Entering past the tall doors into the gatehouse, we come into a long windowless hall with fourteen portraits of men in wine purple suits and white top hats, donning proud expressions, each cradling a different human organ like it’s a baby. The realistic portraits are lined on the left wall with magnified blurry photographs of ghostly white orbs framed directly across from them on the right. There’s but one clear photograph of what looks like a full, greenish-gray cantaloupe, its rind possessing many rugged ridges, against a black backdrop. The cantaloupe hangs facing the man with the gallbladder.
Perhaps the most macabre portrait is of the suited man carrying a sheet of skin, folded like a blanket to look neat and tidy. A standalone frosted glass wall is erected at the end of the hall. A large monochrome Union Jack is moved ninety degrees to the right so that it hangs vertically on the glass wall.
“English. Native to Manchester,” he states, putting his shotgun onto a hung wooden display case with a shamrock velvet inside to the left of him. Gripping the ends of his gas mask and lifting it up over his head, he tells me his name. “I’m Leonid!” His voice resonates with joy.
Beneath the gas mask is an older gentleman, perhaps around his late thirties with shallow and steady light–brown eyes. He’s well–groomed with a slick vintage hairstyle that has the brown curls atop his head swept right. On his square face are thick eyebrows that could use a bit of a cleanup and a black handlebar mustache that’s neatly trimmed with the sides not connecting to the rest of his facial hair—a triangular woolly goatee. The man’s as tall as me and within his direct eyesight he asks for my name in return.
“Koata.”
“I’ll call you K. Do you have a lath name K?” The English accent is more prominent now without the gas mask. A slight lisp has also made an appearance.
“Of course, I have a last name. It’s Califf,” I say smugly. The glass arched doors automatically close behind us and the bronze gate is lowered over them, ending with a final plink.
“Wasn’t thure if you were a bathtard child. Tho, K, how’d you get lotht in Costa Rica’th cloud foretht?”

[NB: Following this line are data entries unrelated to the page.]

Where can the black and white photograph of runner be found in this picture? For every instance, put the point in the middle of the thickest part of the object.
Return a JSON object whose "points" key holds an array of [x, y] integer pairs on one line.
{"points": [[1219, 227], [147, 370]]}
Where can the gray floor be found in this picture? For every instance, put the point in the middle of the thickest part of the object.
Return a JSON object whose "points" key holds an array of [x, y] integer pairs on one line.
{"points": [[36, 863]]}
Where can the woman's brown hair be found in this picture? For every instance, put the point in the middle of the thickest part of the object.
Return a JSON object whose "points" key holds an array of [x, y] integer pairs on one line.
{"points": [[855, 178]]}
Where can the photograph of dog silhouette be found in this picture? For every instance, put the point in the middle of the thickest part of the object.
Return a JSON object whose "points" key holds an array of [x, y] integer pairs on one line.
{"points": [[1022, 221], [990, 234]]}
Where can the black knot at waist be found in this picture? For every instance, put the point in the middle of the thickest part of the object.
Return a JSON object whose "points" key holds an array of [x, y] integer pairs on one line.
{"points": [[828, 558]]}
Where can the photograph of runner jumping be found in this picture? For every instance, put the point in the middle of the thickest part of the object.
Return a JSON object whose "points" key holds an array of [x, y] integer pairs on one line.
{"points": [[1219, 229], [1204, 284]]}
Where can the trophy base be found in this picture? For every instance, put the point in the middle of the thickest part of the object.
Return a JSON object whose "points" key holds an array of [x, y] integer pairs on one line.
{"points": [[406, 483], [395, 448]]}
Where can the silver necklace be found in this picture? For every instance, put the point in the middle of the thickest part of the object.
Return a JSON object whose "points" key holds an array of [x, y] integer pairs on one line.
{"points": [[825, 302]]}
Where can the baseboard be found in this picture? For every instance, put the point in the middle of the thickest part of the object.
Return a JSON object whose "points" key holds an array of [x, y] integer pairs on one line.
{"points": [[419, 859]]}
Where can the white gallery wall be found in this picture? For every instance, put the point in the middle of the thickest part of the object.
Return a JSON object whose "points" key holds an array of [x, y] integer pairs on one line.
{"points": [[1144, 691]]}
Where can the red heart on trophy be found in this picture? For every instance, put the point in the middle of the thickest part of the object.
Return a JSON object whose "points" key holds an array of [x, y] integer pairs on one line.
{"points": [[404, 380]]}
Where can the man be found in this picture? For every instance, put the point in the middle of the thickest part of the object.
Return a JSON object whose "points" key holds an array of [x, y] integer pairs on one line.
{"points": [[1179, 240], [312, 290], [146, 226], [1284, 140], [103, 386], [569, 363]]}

“I was drugged,” I respond somberly. His easily deciphered expression doesn’t initially fit a concerned one but firstly it conveys interest. Then it switches posthaste to worry.
“Are you awright?”
“Yes. I’m fine now. What is this place?” I ask staring at the color–washed British flag. The ends of the single wall it covers are openings into another zone of the castle. I hear men quartered in what sounds like swimming pools from beyond the wall, laughing and conversing while splashing water.
“Thith ith a thanctuary for a group of men known ath the Immortal Jaguarth. Check it out.” He points at the two–dimensional tattoo of a black cat on his right shoulder.
Its stocky, muscular body faces right. Standing on its hind legs with its feet pointed to the right and its upper paws reaching upward also to the right. The short tail is in the shape of a reverse S pointed left. The inflated head hardly manages to contain the cat’s broad face within its boundaries. It has an overdone, elongated mouth so that its jaws are the foreground for the artwork. The round eyes above it have a strikingly demonic resemblance and are a touch squinted due to its mouth hung agape. I can only just make out its sinister stare—cold enough to forever bedevil an admirer of the tattoo should they look a second too long.
This two–dimensional tattoo is precisely identifiable as Abeni’s black panther tattoo. Noted for its head’s frontality and exaggerated features. Received by her from a tribe in Eritrea. Not even a negligible difference in the two marks. But how?